И мы расстались, чтобы встретиться завтра в Новороссийске.
Москва
МИХАИЛ САХАРОВ
Я иду по широкому учрежденческому коридору, такому же родному и близкому, как и коридор моей московской квартиры. Останавливаюсь у двери со знакомой табличкой и, чуть-чуть волнуясь, стучу.
— Входите, — отвечает голос Корецкого.
Я вхожу и с удовольствием — не скрываю этого — наблюдаю немую сцену.
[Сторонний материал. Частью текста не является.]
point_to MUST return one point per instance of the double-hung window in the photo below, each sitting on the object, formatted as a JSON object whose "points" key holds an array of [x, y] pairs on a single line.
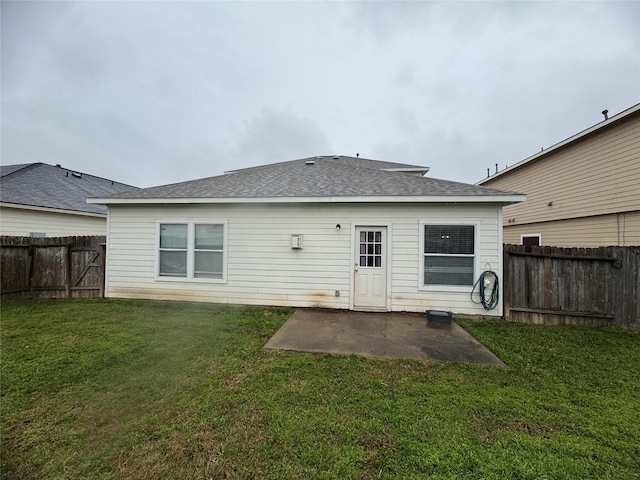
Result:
{"points": [[448, 254], [192, 250]]}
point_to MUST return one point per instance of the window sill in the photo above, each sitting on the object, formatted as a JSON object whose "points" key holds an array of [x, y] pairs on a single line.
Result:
{"points": [[446, 288], [190, 280]]}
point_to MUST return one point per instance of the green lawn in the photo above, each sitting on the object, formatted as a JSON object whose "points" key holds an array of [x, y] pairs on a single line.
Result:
{"points": [[105, 389]]}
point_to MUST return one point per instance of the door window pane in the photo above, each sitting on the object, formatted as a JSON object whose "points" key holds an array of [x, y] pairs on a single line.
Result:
{"points": [[371, 249]]}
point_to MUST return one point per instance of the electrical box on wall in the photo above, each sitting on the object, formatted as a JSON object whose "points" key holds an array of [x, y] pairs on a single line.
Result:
{"points": [[296, 241]]}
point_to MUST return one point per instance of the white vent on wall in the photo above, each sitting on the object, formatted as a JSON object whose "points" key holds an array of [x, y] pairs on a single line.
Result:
{"points": [[296, 241]]}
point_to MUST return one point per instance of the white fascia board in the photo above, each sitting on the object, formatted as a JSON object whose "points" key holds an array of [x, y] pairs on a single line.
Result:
{"points": [[506, 199], [52, 210]]}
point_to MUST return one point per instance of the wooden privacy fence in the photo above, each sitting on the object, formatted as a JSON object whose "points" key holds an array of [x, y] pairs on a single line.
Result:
{"points": [[586, 286], [56, 267]]}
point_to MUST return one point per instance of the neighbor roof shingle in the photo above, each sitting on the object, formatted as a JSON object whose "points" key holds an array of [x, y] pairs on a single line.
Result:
{"points": [[315, 177]]}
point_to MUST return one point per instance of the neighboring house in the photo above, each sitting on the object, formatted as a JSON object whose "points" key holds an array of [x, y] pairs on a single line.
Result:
{"points": [[41, 200], [332, 232], [582, 192]]}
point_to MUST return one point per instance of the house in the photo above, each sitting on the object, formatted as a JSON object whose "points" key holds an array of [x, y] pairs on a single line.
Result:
{"points": [[332, 232], [38, 200], [581, 192]]}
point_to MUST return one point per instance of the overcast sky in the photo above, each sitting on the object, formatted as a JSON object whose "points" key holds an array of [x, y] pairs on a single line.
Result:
{"points": [[149, 93]]}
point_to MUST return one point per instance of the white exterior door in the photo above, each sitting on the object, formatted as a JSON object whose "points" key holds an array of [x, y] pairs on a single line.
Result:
{"points": [[370, 269]]}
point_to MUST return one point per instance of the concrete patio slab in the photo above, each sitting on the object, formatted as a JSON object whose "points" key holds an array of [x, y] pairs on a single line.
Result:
{"points": [[391, 335]]}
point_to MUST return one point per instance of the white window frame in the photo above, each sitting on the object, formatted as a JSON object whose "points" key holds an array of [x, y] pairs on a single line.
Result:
{"points": [[476, 255], [191, 230]]}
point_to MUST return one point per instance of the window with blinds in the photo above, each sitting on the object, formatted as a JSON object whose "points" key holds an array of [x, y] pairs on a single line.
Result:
{"points": [[449, 255]]}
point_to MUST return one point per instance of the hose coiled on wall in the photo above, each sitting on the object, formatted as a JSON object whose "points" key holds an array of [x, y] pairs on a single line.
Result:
{"points": [[491, 301]]}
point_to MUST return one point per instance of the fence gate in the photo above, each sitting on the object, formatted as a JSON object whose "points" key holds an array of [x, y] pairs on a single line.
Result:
{"points": [[63, 267], [586, 286]]}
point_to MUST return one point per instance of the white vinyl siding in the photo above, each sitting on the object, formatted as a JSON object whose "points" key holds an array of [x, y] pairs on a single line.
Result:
{"points": [[263, 269], [23, 222]]}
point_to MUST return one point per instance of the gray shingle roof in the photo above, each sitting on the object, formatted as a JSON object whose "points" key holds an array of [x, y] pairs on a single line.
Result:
{"points": [[43, 185], [326, 176]]}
Ермоленко и Корецкий. Что в их молчаливом приветствии? Радость или смущение, тайное недовольство от внезапного визита начальства или скрытый вздох облегчения, снимающий какую-то долю ответственности, тяжелой и, несомненно, тревожащей?
— Из Домодедова? — спрашивает Корецкий.
— Ага.
— Почему же не позвонили, Александр Романович? Мы бы машину прислали.
— Подумаешь, Цезарь прибыл. Добрался и на такси. Я сажусь в кресло напротив Ермоленко, оставляя Корецкого на моем привычном месте за письменным столом, на котором теперь нет ни одной бумажки. Педантичный Коля, или, вернее, если принять во внимание звание и возраст, Николай Артемьевич Корецкий, в отличие от меня прячет все папки в сейф или в ящики стола, оставляя девственно чистым зеленое сукно под стеклянной плитой.
— А где же Бугров? — спрашиваю я удивленно.
— В столовой, — отвечает Ермоленко. Он без пиджака, в одной тенниске: в Москве тоже батумская жара. — За полчаса до вас прибыли. Я-то успел перекусить, а его взял до обеда, прямо с работы.
— Со щитом иль на щите? — лукаво осведомляюсь я.
— Темпов не учитываете, Александр Романович, — обижается Ермоленко. — Стали бы мы с Бугровым спешить, если б Фемида нам не содействовала. Да и Фортуна тоже.
Любит высокий штиль. Фигурально пинком спускаю его с Олимпа.
— А ну-ка без риторики, юноша. Серьезно. С чувством, с толком, с расстановкой. Докладывайте.
— По порядку, Александр Романович?
— С апрелевской разведки.
— Хотелось бы начать с матери Сахарова, но о ней в заключение. А начнем с соседей. За тридцать лет они переменились — кто помер, кто переехал, кто и до войны Сахаровым не интересовался. Помнит его один Суконцев, старик пенсионер. “До войны, говорит, складный мальчишка был, бедовый, но услужливый. Как-то раз в огороде помог, разок или два вместе на рыбалку ходили. А после войны только и видел его мельком, когда к матери на машине приезжал, — сначала на “Победе”, потом на “Волге”. Бородатый, солидный, словно директор треста; на меня даже не взглянул, не то чтобы поздороваться да старика вспомнить. Но я не расстраивался: кто он мне? Не сын, не племяш, я старше его на двадцать лет — мог и запамятовать: подумаешь, десяток окуней когда-то вместе выловили”. С опознанием Сахарова соседями, как видите, не получилось. А довоенных дружков его я не нашел — ни парней, ни девушек. Даже странно, Александр Романович, показалось, словно их ветром сдуло. Указали мне на двух: Алексея Минина, одноклассника, — вместе с ним призывался, а после войны в местном продмаге работал, — так он за несколько месяцев до возвращения Сахарова трагически, можно сказать, погиб: ночью его на шоссе грузовиком сшибло. Кто сшиб, как, почему--неизвестно. Грузовик, оказывается, накануне со стоянки угнали, а потом где-то у Вострякова бросили. Начальник милиции так и сказал: “Пьяная авантюра — угнали, сбили, испугались, бросили”. Никого не нашли. Второй, кто бы мог опознать Сахарова, тоже отпал: мясник с рынка Василий Жмых — у него Мишка Сахаров до призыва подручным работал. Так опять задача. Пил Жмых крепко. В армию его не взяли — хромой; жена бросила, детей не было — вот и пил с рыночных доходов. А когда Сахарову вернуться, Жмыха мертвым в канаве нашли: делириум тременс, как говорят врачи. Смерть от перепоя — не придерешься.